Tras doce años de alternancia, las necesidades y las demandas siguen siendo las mismas; lo único distinto es que hoy tenemos más pobreza, más desempleo, más marginación, más adicciones, sobre todo entre la población joven; más violencia, más desigualdad y consecuentemente, menos inversión, menos competitividad, menos expectativas de un mejor futuro. Ahora bien, el meollo del problema no podemos reducirlo a si las organizaciones civiles colaboran o no con tal o cual gobierno de equis partido, sino en la manera de crear mecanismos de participación social en el diseño, ejecución y evaluación de políticas públicas, que trasciendan a los partidos; más allá del partido que esté en el poder.

Para que la participación ciudadana en las políticas públicas genere resultados tangibles, debe trascender a los periodos gubernamentales, ser de largo plazo, duradera.

La decisión popular de cambiar de rumbo dándole la oportunidad a una nueva opción, capacitada en el ejercicio público y comprometida con la ciudadanía, tiene que ser honrada en los hechos por el gobierno ganador.

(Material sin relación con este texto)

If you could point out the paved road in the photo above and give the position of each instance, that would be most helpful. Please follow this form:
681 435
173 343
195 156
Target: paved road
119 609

Las reformas estructurales, que nos hagan salir del estancamiento en el que nos encontramos es impostergable. La construcción de una ciudadanía informada, capaz de transformar el interés individual en colectivo, que haga contrapeso al monopolio de la política que hoy tienen los partidos, tampoco puede esperar.

La consolidación del capital social que requiere nuestro país, requerirá de la participación de todos los actores en busca de una nueva gobernabilidad democrática, que rompa las desconfianzas mutuas, la ideologización a ultranza y el aislacionismo tanto del gobierno como de las organizaciones ciudadanas.